Günter Rhomberg erklärt den schwierigen Spagat zwischen „mutiger“ Programmierung und ökonomischen Gegebenheiten. Das gilt nicht nur für die Bregenzer Festspiele, sondern generell für die „Kulturnation Österreich“: „Wir müssen Neues schaffen, leben aber vom Alten.“

DIE FURCHE: Herr Präsident Rhomberg, erstmals steht in Bregenz Verdis „Aida“ auf dem Programm, will man damit Verona Konkurrenz machen?

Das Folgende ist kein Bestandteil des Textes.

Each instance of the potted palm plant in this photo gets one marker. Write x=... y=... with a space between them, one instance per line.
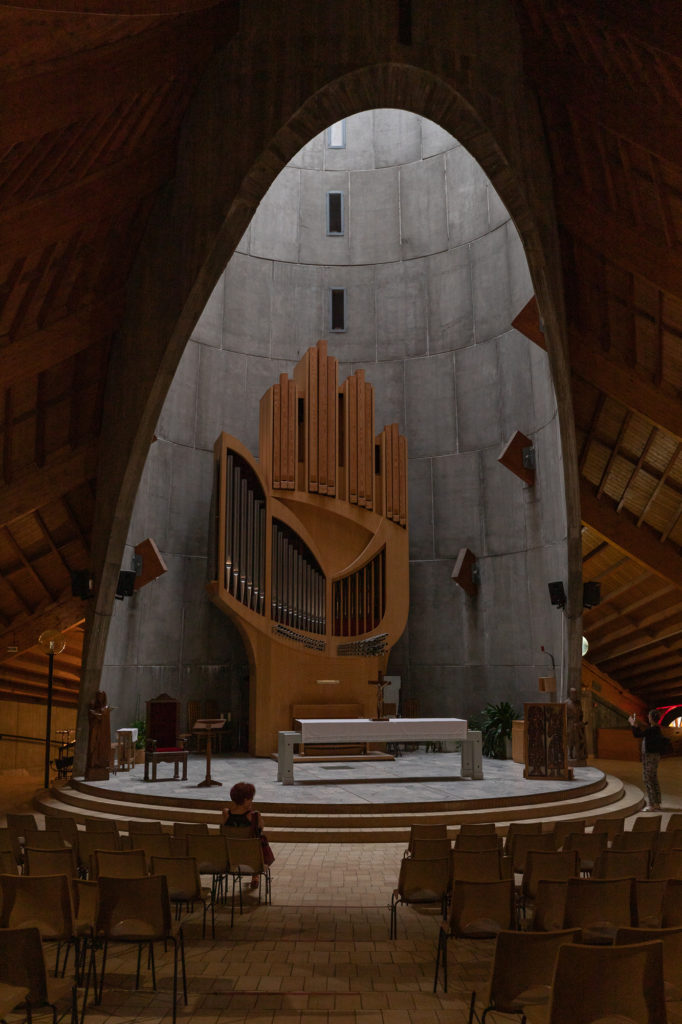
x=497 y=726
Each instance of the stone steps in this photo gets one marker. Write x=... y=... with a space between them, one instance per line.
x=388 y=823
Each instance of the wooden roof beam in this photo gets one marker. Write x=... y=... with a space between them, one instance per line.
x=639 y=543
x=623 y=383
x=61 y=472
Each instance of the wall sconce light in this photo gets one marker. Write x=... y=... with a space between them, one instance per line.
x=557 y=594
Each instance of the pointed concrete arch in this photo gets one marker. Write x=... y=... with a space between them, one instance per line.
x=241 y=130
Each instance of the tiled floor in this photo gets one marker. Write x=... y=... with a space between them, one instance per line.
x=321 y=953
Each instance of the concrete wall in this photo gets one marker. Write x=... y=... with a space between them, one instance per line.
x=434 y=273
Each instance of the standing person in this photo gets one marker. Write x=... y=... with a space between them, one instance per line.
x=240 y=814
x=652 y=747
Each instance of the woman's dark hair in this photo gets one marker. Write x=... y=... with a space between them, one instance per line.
x=242 y=792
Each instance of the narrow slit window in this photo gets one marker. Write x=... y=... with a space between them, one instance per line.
x=335 y=213
x=336 y=135
x=337 y=303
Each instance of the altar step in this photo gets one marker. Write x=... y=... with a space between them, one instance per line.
x=325 y=823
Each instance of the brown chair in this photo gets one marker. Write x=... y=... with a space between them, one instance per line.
x=615 y=982
x=144 y=828
x=478 y=910
x=524 y=842
x=612 y=826
x=184 y=887
x=647 y=822
x=61 y=861
x=520 y=828
x=620 y=864
x=420 y=883
x=245 y=859
x=589 y=846
x=648 y=903
x=88 y=843
x=429 y=849
x=137 y=910
x=672 y=903
x=23 y=966
x=210 y=853
x=485 y=841
x=599 y=907
x=558 y=865
x=550 y=905
x=118 y=864
x=668 y=865
x=154 y=846
x=563 y=827
x=523 y=967
x=477 y=828
x=672 y=940
x=635 y=841
x=468 y=865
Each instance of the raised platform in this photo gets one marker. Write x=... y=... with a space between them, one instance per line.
x=350 y=801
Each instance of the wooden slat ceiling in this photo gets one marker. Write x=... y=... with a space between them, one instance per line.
x=80 y=167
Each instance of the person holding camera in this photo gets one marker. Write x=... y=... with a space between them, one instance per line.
x=652 y=747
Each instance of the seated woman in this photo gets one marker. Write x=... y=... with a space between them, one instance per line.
x=241 y=815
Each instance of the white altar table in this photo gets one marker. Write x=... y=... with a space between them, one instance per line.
x=394 y=730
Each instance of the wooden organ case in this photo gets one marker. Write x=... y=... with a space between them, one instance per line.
x=310 y=554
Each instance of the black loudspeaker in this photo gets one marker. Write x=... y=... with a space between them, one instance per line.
x=126 y=586
x=557 y=594
x=82 y=584
x=591 y=593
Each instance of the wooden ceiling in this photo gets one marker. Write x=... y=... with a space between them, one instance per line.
x=90 y=116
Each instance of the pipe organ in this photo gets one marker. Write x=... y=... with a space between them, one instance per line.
x=309 y=555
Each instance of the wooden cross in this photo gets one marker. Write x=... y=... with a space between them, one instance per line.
x=380 y=682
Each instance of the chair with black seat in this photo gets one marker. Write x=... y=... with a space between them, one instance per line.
x=523 y=967
x=620 y=864
x=635 y=841
x=610 y=983
x=599 y=907
x=23 y=966
x=245 y=859
x=589 y=846
x=421 y=883
x=184 y=887
x=672 y=940
x=647 y=822
x=137 y=910
x=520 y=828
x=478 y=910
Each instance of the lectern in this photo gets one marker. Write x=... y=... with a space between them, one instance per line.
x=207 y=727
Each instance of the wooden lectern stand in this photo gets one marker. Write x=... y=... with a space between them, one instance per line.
x=208 y=726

Günter Rhomberg: Das glaube ich nicht. Wir bringen zum ersten Mal in 64 Jahren „Aida“. Dieses Werk stand bei uns immer im Fokus. Der frühere Intendant Wopmann hat nach künstlerischen Lösungen gesucht, die dem Bregenzer Konzept der Erneuerung von Opernwerken entsprechen, glaubte aber, sie nicht gefunden zu haben. David Pountney hat sich jetzt darüber getraut. Ich hatte dazu ein zwiespältiges Verhältnis, nicht wegen des Werks, sondern weil wir es als „Reserveatout“ in der Tasche halten wollten, wenn es uns finanziell schlecht geht. Wir sind zu einem Zeitpunkt zu „Aida“ gestoßen, wo wir recht solide dastehen, wir brauchen es nicht aus Geldgründen, freuen uns aber, dass der Verkauf ausgezeichnet geht.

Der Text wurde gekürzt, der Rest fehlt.